Bursa Efek Indonesia (BEI) mengatakan siap membantu Kejaksaan Agung (Kejagung) untuk mengusut dugaan tindak pidana korupsi yang melibatkan PT Atlas Resources Tbk (ARII). Dugaan tersebut berkaitan dengan kerja sama investasi PT PLN Batu Bara Investasi (PLNBBI) yang merupakan cucu usaha PT PLN (Persero) pada periode 2018–2020.
“Iya (bantu Kejagung), kalau memang diminta memblokir harus melalui OJK,” ucap Direktur Pengawasan Transaksi dan Kepatuhan BEI, Kristian Manullang, kepada wartawan di Main Hall BEI, Jakarta, Senin (11/8).
Kristian menyampaikan, BEI juga bersedia menyerahkan data aktivitas transaksi ARII jika dibutuhkan dalam proses penyelidikan. Meski begitu, ia menegaskan BEI tidak punya wewenang untuk mensuspensi atau menghentikan penuh perdagangan saham perseroan di tengah kasus yang masih bergulir.
Menurutnya, kewenangan suspensi total perdagangan berada di tangan Otoritas Jasa Keuangan (OJK), sementara BEI fokus pada fungsi pengawasan terhadap emiten.
Sebelumnya dugaan kasus tipikor ini berawal pada 2018, ketika Direktur Utama ARII, Andre Abdi, menandatangani kontrak kerja sama investasi dengan PT PLN Batu Bara Investasi (PLNBBI) untuk pengambilalihan saham anak usaha PT Atlas Resources Tbk.
Laporan Badan Pemeriksa Keuangan (BPK) menemukan adanya kejanggalan dalam pembayaran pada kerja sama tersebut, dengan indikasi nilai yang dibayarkan melebihi harga wajar.

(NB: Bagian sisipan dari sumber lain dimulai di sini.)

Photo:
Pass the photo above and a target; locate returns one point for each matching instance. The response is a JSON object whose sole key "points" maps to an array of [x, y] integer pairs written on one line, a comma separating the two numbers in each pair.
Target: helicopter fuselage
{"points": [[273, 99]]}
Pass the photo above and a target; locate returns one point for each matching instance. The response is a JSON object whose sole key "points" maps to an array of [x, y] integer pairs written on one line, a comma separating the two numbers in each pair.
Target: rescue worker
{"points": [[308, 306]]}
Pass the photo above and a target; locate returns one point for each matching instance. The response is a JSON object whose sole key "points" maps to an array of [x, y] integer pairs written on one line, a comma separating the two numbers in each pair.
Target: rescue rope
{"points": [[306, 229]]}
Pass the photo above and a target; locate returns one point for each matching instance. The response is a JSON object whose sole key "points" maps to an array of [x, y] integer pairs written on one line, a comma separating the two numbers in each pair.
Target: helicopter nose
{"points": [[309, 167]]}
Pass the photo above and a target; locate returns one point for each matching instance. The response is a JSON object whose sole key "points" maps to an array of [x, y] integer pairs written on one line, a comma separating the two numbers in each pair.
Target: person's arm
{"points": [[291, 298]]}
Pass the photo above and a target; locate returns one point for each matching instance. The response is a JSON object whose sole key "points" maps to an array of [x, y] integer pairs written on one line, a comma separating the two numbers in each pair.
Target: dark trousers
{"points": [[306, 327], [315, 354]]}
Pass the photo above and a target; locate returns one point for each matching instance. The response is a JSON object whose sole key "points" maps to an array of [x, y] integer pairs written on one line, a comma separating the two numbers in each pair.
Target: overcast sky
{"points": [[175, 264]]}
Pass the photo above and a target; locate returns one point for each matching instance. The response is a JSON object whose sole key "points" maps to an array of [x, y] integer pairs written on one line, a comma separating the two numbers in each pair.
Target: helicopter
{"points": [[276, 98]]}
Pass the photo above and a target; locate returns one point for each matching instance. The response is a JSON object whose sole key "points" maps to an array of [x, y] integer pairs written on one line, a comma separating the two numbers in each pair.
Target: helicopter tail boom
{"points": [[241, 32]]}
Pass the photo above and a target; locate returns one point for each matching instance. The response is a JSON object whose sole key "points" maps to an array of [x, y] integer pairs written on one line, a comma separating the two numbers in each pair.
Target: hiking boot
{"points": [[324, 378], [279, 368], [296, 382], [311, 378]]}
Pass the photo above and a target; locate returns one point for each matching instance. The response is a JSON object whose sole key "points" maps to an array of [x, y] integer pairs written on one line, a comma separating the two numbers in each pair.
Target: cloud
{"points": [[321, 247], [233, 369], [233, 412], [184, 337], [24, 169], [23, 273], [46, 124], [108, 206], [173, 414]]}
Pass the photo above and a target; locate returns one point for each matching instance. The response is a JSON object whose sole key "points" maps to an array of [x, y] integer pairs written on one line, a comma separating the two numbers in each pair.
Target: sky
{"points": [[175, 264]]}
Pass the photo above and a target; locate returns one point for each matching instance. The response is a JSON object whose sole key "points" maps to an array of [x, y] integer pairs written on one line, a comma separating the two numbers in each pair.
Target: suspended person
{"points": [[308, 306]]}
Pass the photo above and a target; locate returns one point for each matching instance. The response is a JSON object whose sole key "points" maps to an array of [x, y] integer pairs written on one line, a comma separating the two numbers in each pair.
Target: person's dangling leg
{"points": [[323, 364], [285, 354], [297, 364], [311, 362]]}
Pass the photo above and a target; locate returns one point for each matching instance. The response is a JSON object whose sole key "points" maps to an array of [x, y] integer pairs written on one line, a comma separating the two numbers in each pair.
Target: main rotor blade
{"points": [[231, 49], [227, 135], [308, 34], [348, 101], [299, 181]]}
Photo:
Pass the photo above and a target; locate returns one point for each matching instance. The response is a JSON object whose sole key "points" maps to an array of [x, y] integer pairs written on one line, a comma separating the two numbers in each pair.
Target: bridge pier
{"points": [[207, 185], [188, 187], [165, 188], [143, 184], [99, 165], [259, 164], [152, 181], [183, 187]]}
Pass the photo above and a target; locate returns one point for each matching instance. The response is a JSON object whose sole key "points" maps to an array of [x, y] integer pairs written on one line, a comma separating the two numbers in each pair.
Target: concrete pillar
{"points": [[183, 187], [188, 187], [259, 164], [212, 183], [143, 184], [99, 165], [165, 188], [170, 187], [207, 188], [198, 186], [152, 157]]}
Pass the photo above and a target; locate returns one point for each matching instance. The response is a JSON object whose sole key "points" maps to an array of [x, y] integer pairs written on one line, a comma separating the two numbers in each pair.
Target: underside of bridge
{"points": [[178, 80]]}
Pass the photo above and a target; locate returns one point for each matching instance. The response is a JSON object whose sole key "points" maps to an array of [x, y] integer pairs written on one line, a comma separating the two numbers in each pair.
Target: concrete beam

Seiring dengan hal itu, apabila menilik perdagangan saham hari ini Selasa (12/8), saham ARII terpantau naik 1,50% ke level Rp 270 per lembar saham pukul 10:36 WIB. Volume yang diperdagangkan tercatat 339,10 ribu dengan nilai transaksi Rp 90,15 juta dan kapitalisasi pasarnya sebesar Rp 926,37 miliar.